Search code examples
parsingyaccparser-generatorlalr

How to test grammar changes in yacc/lalr(1) for backwards compatibilitiy?


We have our scripting language that is already in use and we are improving it by adding new features etc.

My question is; What is the best way to test our grammer (not end app) for backwards compatibility? Anybody knows a tool that makes it for us or a way to do it?

Best regards


Solution

  • Testing whether one grammar accepts the same language as another, or accepts a larger language, is difficult if not impossible in theory.

    As engineers, we are often asked to do the impossible. What we do is relax the requirements until we get some kind of useful answer. One way to relax the requirements is to allow a tool to say "don't know" in some cases.

    My company builds parsers based on parser generators. Often we deal with huge grammars (thousands of rules). One of the mechanisms we have been working on is to detect if a grammar is ambiguous. This is already known to be impossible in theory, but doesn't change our interest in getting an answer.
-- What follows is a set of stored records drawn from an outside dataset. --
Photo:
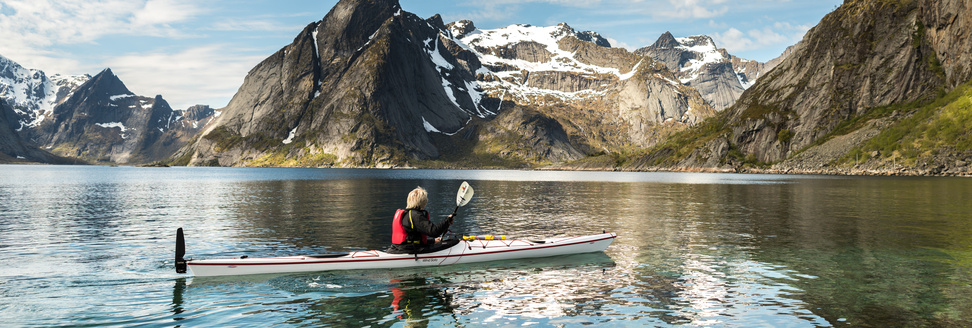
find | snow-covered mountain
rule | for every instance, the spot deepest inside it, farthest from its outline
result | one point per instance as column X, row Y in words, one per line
column 542, row 65
column 93, row 119
column 698, row 62
column 31, row 93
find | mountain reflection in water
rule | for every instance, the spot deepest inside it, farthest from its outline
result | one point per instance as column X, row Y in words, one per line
column 93, row 246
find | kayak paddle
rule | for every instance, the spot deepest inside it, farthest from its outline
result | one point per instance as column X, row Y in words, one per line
column 180, row 252
column 463, row 196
    We are working on a tool that can answer this question in many cases. In effect what it does is ask if any nonterminal is ambiguous; applied to the root grammar rule this directly asks if the grammar is ambiguous. The reason for trying it on all nonterminals is that many of them produce smaller sublanguages than the full language, allowing them to be analyzed. It determines this by doing a breadth-first search on expansions of the nonterminal using grammar rules to expand. One of several things occurs during this search:

    • the nonterminal is shown to be not-ambiguous
    • it is shown to be ambiguous, which implies the main grammar rule is ambiguous
    • the search runs out of a time we are willing to spend on it.
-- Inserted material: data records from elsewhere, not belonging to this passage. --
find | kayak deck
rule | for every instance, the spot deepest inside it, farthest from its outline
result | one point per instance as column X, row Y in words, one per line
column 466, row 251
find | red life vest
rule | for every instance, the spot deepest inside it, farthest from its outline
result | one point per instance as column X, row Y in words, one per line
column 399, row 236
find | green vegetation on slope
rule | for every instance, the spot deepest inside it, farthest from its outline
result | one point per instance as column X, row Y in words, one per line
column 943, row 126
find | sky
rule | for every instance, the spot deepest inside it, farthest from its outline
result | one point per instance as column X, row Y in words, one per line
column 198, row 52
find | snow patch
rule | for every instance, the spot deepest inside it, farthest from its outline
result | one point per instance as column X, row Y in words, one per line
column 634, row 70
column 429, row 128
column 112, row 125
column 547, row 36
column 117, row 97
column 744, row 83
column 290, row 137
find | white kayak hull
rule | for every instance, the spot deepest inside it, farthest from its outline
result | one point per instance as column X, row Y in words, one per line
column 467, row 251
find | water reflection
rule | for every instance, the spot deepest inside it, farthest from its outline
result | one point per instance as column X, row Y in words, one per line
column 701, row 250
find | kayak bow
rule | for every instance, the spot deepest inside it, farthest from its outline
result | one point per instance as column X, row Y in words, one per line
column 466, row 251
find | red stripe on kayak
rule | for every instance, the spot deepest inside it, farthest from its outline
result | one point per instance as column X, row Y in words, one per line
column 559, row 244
    By recording the search results, and iterating multiple times (using a search technique called "iterative deepening") over all the grammar rules, we often can find ambiguities, and/or prove that parts of the grammar are not ambiguous. (Having cached the fact that a terminal/nonterminal X is or is not ambiguous allows checking other nonterminals Y that transitively use X, to search effectively "faster" or "deeper"; this is the old trick of transposition tables in chess programs). This answer isn't perfect, but when it identifies an ambiguity there really is one, and when it claims there isn't one, there isn't one. That's a big help.
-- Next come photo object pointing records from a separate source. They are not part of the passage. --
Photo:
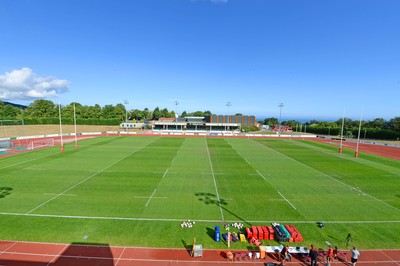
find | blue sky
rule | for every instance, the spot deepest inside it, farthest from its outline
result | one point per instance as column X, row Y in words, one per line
column 319, row 58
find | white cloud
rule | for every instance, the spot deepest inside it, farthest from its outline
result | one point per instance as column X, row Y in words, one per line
column 24, row 84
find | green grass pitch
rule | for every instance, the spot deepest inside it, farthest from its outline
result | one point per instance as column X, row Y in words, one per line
column 136, row 191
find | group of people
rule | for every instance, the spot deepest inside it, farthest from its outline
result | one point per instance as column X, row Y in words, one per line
column 331, row 254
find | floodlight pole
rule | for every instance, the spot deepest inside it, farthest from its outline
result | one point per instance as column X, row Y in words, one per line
column 358, row 138
column 341, row 135
column 176, row 115
column 280, row 116
column 61, row 140
column 126, row 114
column 76, row 137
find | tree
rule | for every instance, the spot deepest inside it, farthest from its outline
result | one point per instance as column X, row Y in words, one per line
column 137, row 115
column 108, row 111
column 8, row 111
column 394, row 123
column 120, row 112
column 272, row 121
column 41, row 108
column 377, row 123
column 156, row 114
    It seems to me the same type of search should be applicable to asking if one grammar accepts a superset of another, under the assumption that the grammars are fairly similar (e.g., you got one by modifying the other "slightly"). The search has to check for each nonterminal shared by the languages if that nonterminal is a superset of its twin. Again, any answer you get would not be perfect, but it might go a long way in providing faith in the compatibility.

    The only other way we know how do to this is to run a very large set of comprehensive tests, as @EJP has noted.